L’uomo molle danese (Den bløde Mand) e l’uomo dolce norvegese (Den Myke Mann). Robert Bly, americano, parla di Soft Male, oppure Lovely boy.
http://i41.tinypic.com/xfoy12.jpg
Non riesco però a trovare documenti su come si fa la barriera nel calcio femminile. Ho scovato solo un particolare sospensorio femminile, che però mi pare quasi per nulla usato visto che lo produce una sola azienda e non si trova facilmente su amazon. Ultimamente ho anche sentito Paola Colaiacomo parlare di iconografia maschile postmoderna e di come, secondo lei, Pasolini abbia contribuito a produrre l’attuale immagine vincente dell’uomo molle, che in certi ambienti visivi (tipo la moda) si sposa con più antichi elementi di immaginario orientale e soprattutto giapponese.
be’, questo è molto bello, e nel frangente si vede che non si proteggono neanche il seno, ma può dipendere dall’essere consapevoli della potenza del tiro.

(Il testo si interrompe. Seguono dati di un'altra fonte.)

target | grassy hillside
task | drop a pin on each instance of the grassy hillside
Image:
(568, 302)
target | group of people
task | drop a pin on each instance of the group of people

http://video.gazzetta.it/calcio-femminile-schema-punizione-incredibile/20f06498-d9d7-11e4-991d-c99679f62d66?refresh_ce-cp
Non conoscevo Paola Colaiacono
Le punizioni e le code (pavoneggianti?)
L’analisi è interessante ma gravemente incompleta se non consideri il seno: la tetta sta alle palle per le stesse qualità distintive per cui la opponi alla vagina (è fragile e delicata, penzola, etc., e rende difficile se non impossibile ogni interazione agonistica: mai viste atlete con la quarta o la quinta, e infatti le professioniste vengono piallate fin dall’adolescenza a botte di ormoni. L’equivalente del sospensorio femminile è allora forse il reggiseno rinforzato delle atlete). In ogni caso, se vuoi fare un discorso serio sul piano delle opposizioni simboliche a livello fisico e culturale non puoi fermarti al pube.
@Orlando
Ho pensato molto al seno, specie a quella parte di critica femminista (soprattutto del secolo scorso) che ne fa un elemento fallico. Tuttavia — al di là del fatto che è un tratto genitale secondario, come la barba nell’uomo, e dunque estremamente più variegato, fisiologicamente, nelle sua declinazioni individuali — non rientra nella stessa equazione semantica di cui parlo nel pezzo: non si usa la parola ‘tetta’ come sineddoche per descrivere una persona, né si dicono cose come ‘quello è un uomo con le tette’. Mi interessava riflettere su un uso specifico dei genitali primari nell’immaginario, non escludere tratti fallici dalla femminilità (anzi). Sarebbe interessante estendere il discorso, come dici tu, al resto dei tratti anatomici legati alla sessualità (mi interesserebbe in particolare, come si è capito, la differenza nella lunghezza dei capelli), ma si passerebbe a una questione diversa, meno legata alle parole e più determinata dalle immagini. Almeno credo. Grazie mille per aver tirato fuori la questione.
@Fortini vs Pasolini
D’altronde saranno allenate a prendere la palla di petto, no? Mi domando se allora il calcio in sé non sia gendered, come forse tutti gli sport, e le donne che lo praticano non siano costrette a imitare gesti sensati solo per il corpo maschile (come lo stop di petto) perché nessuno ha mai pensato a svilupparne altri basati su un corpo diverso. Si può giocare a calcio senza stop di petto? Con cosa lo sostituisci?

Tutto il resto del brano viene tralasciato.